The research challenge is to design these devices for continuous use for longer than normal engineered life times in a fatigue prone environment of 10-20 years when the stress state is generally unknown. Devices essentially are constructed from a polyester tube, structurally supported by nitinol wire, either wound into a ring bundle or in a Z- profiled ring which is then inserted into the diseased arteries to strengthen the artery and improve flow patency. Furthermore, device failures may also arise when the device becomes occluded due to thrombosis accumulation or migration due to haemodynamic forces or vessel wall pulsation. While current developments in medical image scanning technologies have led to a better appreciation of such issues it is generally accepted that improved design can only result from advances in computational modelling technologies, ie simulation tools that can model full device- artery interaction and provide details of the stress state and local blood flow conditions, thus connecting device state to artery geometrical configurations.

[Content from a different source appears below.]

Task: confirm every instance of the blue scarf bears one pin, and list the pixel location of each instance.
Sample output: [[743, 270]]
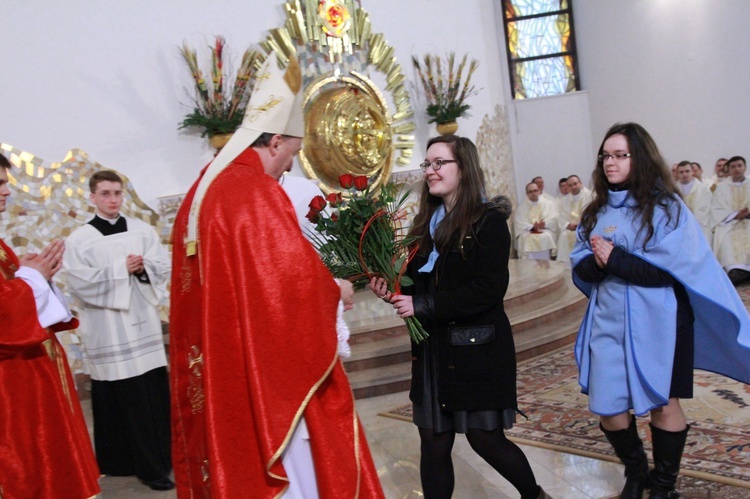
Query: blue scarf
[[437, 217]]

The principal objectives of the project are three fold:
(i) To extend the current structural analysis techniques to model full device conditions in patient specific geometries for both Ring and Z-stent Terumo Aortic graft devices.
(ii) To assess the accuracy of the model by comparison to experimentally derived validation data.

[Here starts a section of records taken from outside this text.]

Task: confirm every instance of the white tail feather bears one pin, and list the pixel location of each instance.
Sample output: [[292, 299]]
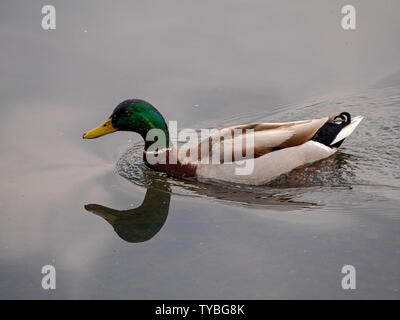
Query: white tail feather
[[347, 130]]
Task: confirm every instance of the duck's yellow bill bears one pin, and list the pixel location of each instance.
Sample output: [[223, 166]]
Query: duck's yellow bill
[[104, 129]]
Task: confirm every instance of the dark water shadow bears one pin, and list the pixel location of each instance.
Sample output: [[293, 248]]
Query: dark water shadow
[[139, 224]]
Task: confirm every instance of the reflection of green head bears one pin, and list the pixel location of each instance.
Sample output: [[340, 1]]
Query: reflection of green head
[[139, 224]]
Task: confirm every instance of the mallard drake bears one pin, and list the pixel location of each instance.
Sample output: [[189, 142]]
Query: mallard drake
[[276, 148]]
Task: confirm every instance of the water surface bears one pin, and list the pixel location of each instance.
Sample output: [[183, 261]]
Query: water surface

(ii) investigate the use of the full device model using scans of human anatomy for a range of complex conditions.
The student will join a diverse international community of researchers, numbering over 70 academics, post docs and PhD students working with an established wide range of knowledge in modelling, numerical methods, experimental techniques and practical applications in similar and related fields. The department runs international visitor and internal student focussed seminar programmes, including researcher social events. The student will work within a recently revised and modernised open plan office environment which is co-located with academic staff offices. IT equipment will be provided and access to funding for conference attendance is available.
Student should have some experience in the use Finite Element computational tools or equivalent ( example ANSYS, ABAQUS)

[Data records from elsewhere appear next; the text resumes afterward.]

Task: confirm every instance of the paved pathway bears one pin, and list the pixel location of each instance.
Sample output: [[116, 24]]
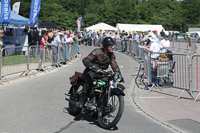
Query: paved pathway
[[37, 105]]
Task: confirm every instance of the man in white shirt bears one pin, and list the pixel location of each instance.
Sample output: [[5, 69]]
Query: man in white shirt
[[55, 44], [154, 47], [164, 44]]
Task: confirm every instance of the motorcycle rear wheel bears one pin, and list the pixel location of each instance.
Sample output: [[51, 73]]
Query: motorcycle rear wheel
[[116, 103]]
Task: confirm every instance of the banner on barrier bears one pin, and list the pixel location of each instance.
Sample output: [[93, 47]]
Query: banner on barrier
[[5, 11]]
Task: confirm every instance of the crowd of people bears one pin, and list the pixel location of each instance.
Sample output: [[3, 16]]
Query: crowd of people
[[54, 40]]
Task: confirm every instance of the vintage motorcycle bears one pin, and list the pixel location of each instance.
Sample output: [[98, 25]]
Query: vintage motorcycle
[[105, 100]]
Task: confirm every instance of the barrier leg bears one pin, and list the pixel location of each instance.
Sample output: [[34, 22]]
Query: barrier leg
[[197, 97], [179, 97]]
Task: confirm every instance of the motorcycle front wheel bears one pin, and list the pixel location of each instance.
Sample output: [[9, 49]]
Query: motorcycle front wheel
[[75, 95], [109, 116]]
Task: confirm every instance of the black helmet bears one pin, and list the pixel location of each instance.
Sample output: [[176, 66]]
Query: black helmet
[[108, 41]]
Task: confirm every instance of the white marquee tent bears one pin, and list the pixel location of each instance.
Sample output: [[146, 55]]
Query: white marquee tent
[[139, 27], [101, 26]]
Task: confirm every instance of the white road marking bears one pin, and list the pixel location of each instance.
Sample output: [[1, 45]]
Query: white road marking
[[152, 97]]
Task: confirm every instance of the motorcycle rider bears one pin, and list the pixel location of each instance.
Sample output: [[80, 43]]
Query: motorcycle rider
[[99, 58]]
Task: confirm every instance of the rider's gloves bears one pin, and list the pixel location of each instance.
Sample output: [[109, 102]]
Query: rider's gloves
[[95, 67], [118, 76]]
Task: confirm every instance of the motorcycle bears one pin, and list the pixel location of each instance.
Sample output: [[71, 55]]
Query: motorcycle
[[105, 99]]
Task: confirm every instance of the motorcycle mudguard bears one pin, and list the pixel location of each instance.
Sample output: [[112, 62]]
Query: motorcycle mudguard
[[117, 91]]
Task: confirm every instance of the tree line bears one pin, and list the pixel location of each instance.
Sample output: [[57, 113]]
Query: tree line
[[172, 14]]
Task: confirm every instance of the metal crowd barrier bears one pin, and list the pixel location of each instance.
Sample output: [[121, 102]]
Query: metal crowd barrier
[[195, 73], [169, 73], [13, 61], [25, 59], [185, 45]]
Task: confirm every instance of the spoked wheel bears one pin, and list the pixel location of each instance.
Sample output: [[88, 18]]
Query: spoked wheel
[[110, 115], [73, 110]]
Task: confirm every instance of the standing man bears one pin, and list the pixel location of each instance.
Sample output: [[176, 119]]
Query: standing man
[[55, 45], [164, 44]]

Funding is provided by Scottish Research Partnership in Engineering and Termo Aortic. The project will be supervised jointly by Dr William Dempster and Professor David Nash, both of the Department of Mechanical and Aerospace Engineering with the principal supervisor being Dr Dempster.
Funding is available for 4 years, and will cover Home/EU tuition fee , along with a stipend (currently £15009 - academic year 2019/20), and support with travel costs for the duration of the project. International students will be considered, but must be able to provide evidence of funding support, to cover difference between Home Fee and international tuition fee.
You should hold, or due to obtain a first class or BEng (Honours), MEng or MSc degree, or equivalent EU/International qualification, in a relevant physical sciences or engineering discipline.
Eligible Subject: Applied Physics, Mechanical Engineering, BioMedical Engineering, Computational Engineering.